ÉTOUDI : Voici la dernière liste des candidats au poste de Vice-président

Paul Biya Moise Oswald Baboke aurait confié en privé sa stratégie de conquête

Wed, 1 Apr 2026 Source: www.camerounweb.com

La convocation du parlement en Congrès pour le jeudi 02 avril 2026 s’annonce explosif avec les bruits du couloir qui circulent sur les prétendants au poste de vice-président prévu par la réforme constitutionnelle.

Selon les confidences du lanceur d’alertes Paul Chouta, cette réforme viserait principalement la création d’un poste de vice-président, perçu par de nombreux observateurs comme un moyen d’organiser une succession contrôlée du président Paul Biya, sans passer immédiatement par des élections. Elle intervient aussi dans un contexte de rivalités internes au sommet de l’État, avec plusieurs figures influentes citées comme potentiels successeurs.

BREAKING NEWS: LE RÉGIME DE BIYA PREPARE LE COUP FATAL CE 2 AVRIL

Le Gré à Gré est en marche sous notre regard indifférent. Alors que le pays retient son souffle, l'appareil législatif s'emballe.

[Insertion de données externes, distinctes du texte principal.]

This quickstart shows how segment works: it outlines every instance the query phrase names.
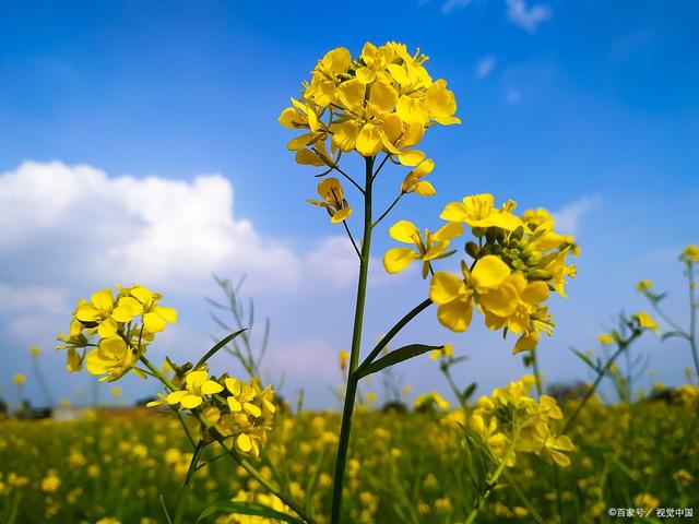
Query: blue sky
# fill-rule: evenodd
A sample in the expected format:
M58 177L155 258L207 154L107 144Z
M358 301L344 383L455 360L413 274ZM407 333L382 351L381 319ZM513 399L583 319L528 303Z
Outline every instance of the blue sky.
M66 376L52 336L78 298L117 279L163 290L181 320L159 350L194 358L214 331L202 297L216 293L217 272L250 274L246 289L272 318L270 376L284 369L287 395L304 386L311 405L332 405L354 261L342 230L304 203L316 179L286 152L276 117L328 49L356 53L365 40L419 47L463 120L424 142L438 194L406 199L393 219L435 227L447 202L487 191L559 212L577 235L579 276L570 299L553 302L556 333L541 349L549 380L587 378L568 346L594 345L620 308L643 308L640 278L670 289L668 309L686 317L676 258L699 241L699 7L378 3L0 3L3 396L13 372L31 374L33 343L56 397L90 388L85 374ZM379 198L401 179L388 172ZM386 230L375 246L379 260ZM426 293L416 270L389 278L379 265L367 341ZM459 379L479 391L522 372L498 335L455 336L434 311L402 338L416 340L454 343L471 358ZM680 343L649 338L637 350L660 380L684 380ZM426 361L402 369L406 382L446 391ZM153 384L129 379L123 390L131 400ZM26 391L40 402L32 377Z

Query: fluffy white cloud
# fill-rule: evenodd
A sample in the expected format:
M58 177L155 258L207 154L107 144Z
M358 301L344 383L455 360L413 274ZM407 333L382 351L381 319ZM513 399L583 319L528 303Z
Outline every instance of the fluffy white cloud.
M486 55L481 60L478 60L478 63L476 63L476 76L478 79L485 79L493 72L496 64L497 57L495 55Z
M460 8L465 8L470 3L471 0L447 0L441 7L441 12L450 14Z
M514 25L522 27L529 33L535 33L538 25L549 20L552 10L545 3L537 3L528 7L524 0L506 0L507 17Z
M201 295L212 273L246 273L251 291L293 290L311 276L346 285L356 265L342 238L298 255L260 235L234 215L233 186L217 174L111 178L87 165L26 162L0 175L0 223L13 285L33 274L60 286L143 282Z
M583 196L552 213L556 221L556 230L566 235L577 235L582 217L597 207L601 202L602 199L597 195Z

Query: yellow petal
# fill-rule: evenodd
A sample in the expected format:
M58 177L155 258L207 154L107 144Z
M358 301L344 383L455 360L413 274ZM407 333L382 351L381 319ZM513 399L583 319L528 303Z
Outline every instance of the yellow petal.
M391 274L400 273L417 258L418 254L410 248L389 249L383 255L383 267Z
M157 333L159 331L163 331L167 324L165 323L165 319L163 317L154 311L151 311L150 313L145 313L143 315L143 325L145 325L145 329L151 333Z
M250 436L247 433L240 433L236 439L236 445L244 453L248 453L252 449L252 442Z
M437 319L445 327L449 327L451 331L466 331L471 324L472 317L473 301L470 298L452 300L437 308Z
M218 382L214 382L213 380L208 380L203 384L201 384L201 392L204 395L213 395L214 393L220 393L223 391L223 385Z
M466 286L451 273L438 271L429 284L429 298L436 303L448 303L466 295Z
M419 229L412 222L399 221L389 229L389 236L399 242L414 245L415 240L419 238Z
M510 267L495 254L487 254L476 262L472 272L476 287L494 287L510 276Z
M192 395L190 393L187 393L182 396L182 400L179 401L180 405L187 409L193 409L194 407L200 406L202 402L204 401L201 396Z
M367 123L357 135L356 150L364 156L375 156L383 147L381 142L380 128L374 123Z
M107 319L104 320L102 322L99 322L99 327L97 327L97 333L99 334L99 336L103 337L109 337L109 336L114 336L115 333L117 332L117 322L115 322L112 319Z
M165 306L157 306L155 312L167 320L170 324L177 322L177 310L175 308L166 308Z
M179 404L180 401L187 396L189 393L186 391L174 391L171 392L169 395L167 395L167 397L165 398L167 401L168 404L174 405L174 404Z

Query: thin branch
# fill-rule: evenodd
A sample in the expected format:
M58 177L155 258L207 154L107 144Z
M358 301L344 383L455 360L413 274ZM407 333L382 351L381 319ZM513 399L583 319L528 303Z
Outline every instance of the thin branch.
M403 194L405 194L405 193L403 193L403 192L401 191L401 194L399 194L399 195L395 198L395 200L393 201L393 203L392 203L391 205L389 205L389 209L388 209L388 210L386 210L386 211L381 214L381 216L379 216L376 221L374 221L374 223L371 224L371 229L374 229L376 226L378 226L378 225L379 225L379 223L383 219L383 217L384 217L386 215L388 215L388 214L391 212L391 210L392 210L393 207L395 207L395 204L398 204L398 201L399 201L399 200L401 200L401 198L403 196Z
M354 237L352 236L352 231L350 230L350 226L347 226L347 222L346 221L342 221L342 225L345 226L345 231L347 231L347 236L350 237L350 240L352 240L352 246L354 247L354 250L357 253L357 257L359 257L359 260L362 260L362 253L359 252L359 248L357 247L357 242L354 241Z

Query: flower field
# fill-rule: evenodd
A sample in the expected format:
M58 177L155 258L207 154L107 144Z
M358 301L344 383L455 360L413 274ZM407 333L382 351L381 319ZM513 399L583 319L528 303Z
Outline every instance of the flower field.
M560 471L562 522L626 522L607 515L617 507L645 512L699 508L699 398L686 401L637 403L630 408L589 405L572 432L572 465ZM463 522L476 490L460 418L459 412L362 409L347 467L347 522ZM339 416L328 413L281 416L261 467L263 475L304 501L318 522L328 522L323 515L331 502L339 424ZM0 520L164 522L159 497L168 504L177 497L192 454L179 429L169 417L143 413L78 422L0 422ZM218 452L212 448L204 460ZM518 457L478 522L535 522L531 509L543 522L561 522L553 476L550 462ZM240 468L216 460L194 478L186 522L196 522L204 508L232 498L284 508ZM221 513L210 522L274 521Z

Un arrêté du Bureau de l’Assemblée nationale, daté de ce 1er avril 2024, convoque le Parlement en Congrès pour ce jeudi 2 avril. L’ordre du jour est aussi laconique qu’explosif : « modifier certaines dispositions de la Constitution ».

Sous le vernis de la légalité institutionnelle, cette manœuvre parlementaire semble confirmer les révélations diffusées en exclusivité il y a plusieurs mois par Le TGV de l’info. L’enjeu central de cette révision constitutionnelle serait la création d’un poste de Vice-Président de la République.

Pour de nombreux observateurs de la scène politique camerounaise, cette modification n'est pas un ajustement technique, mais le pivot d’une stratégie de passation de pouvoir de « gré à gré ». Dans un régime verrouillé par Paul Biya depuis plus de 40 ans, l'instauration d'une vice-présidence permettrait de désigner un successeur constitutionnel sans passer par le verdict immédiat des urnes, court-circuitant ainsi toute transition démocratique réelle.

La guerre des clans au sommet de l’État

Cette accélération du calendrier législatif intervient dans un climat délétère marqué par une lutte de pouvoir féroce entre les différentes factions du régime. Le Palais d’Etoudi est devenu le théâtre d’une « guerre des clans » où chaque camp tente de placer son champion sur la rampe de lancement de la vice-présidence.

Parmi les noms qui circulent avec insistance pour incarner ce projet de succession dirigée, on retrouve :

• Franck Biya : Le fils du président, dont les partisans (les « Franckistes ») s'activent pour transformer une filiation biologique en destin politique.

• Ferdinand Ngoh Ngoh : Le tout-puissant Secrétaire Général de la Présidence, bénéficiant d'une délégation de signature permanente.

• Louis-Paul Motaze : L'actuel Ministre des Finances, figure influente du sérail.

• Samuel Mvondo Ayolo : Le Directeur du Cabinet Civil, gardien de l'agenda présidentiel.

• Oswald Baboke, Directeur Adjoint du Cabinet Civil et proche parmi les proches du couple présidentiel. Son nom revient avec insistance.

Selon des confidences recueillies dans les cercles restreints du pouvoir, ce dernier ne cacherait plus ses ambitions pouvoiristes.Plus troublant encore, Baboke aurait confié en privé sa stratégie de conquête : utiliser l'image et l'influence de Samuel Eto’o, comme un levier populaire pour servir ses propres desseins politiques. Une alliance de circonstance qui illustre la porosité dangereuse entre les institutions sportives et les ambitions de palais.

L'arrêté signé par Datouo Théodore, au nom du Bureau du Congrès, fixe le rendez-vous à 11 heures au Palais des Congrès de Yaoundé (Palais de verre Paul Biya). Le choix du « Congrès » (réunion de l’Assemblée nationale et du Sénat) permet une adoption rapide, loin des débats publics et de la contestation populaire.

En agissant ainsi, le régime Biya semble vouloir mettre le peuple camerounais et la communauté internationale devant le fait accompli. Si cette révision est adoptée, elle marquera un tournant historique : la transformation officielle d'une République en une forme de « monarchie républicaine » où la stabilité est achetée au prix de l'alternance démocratique.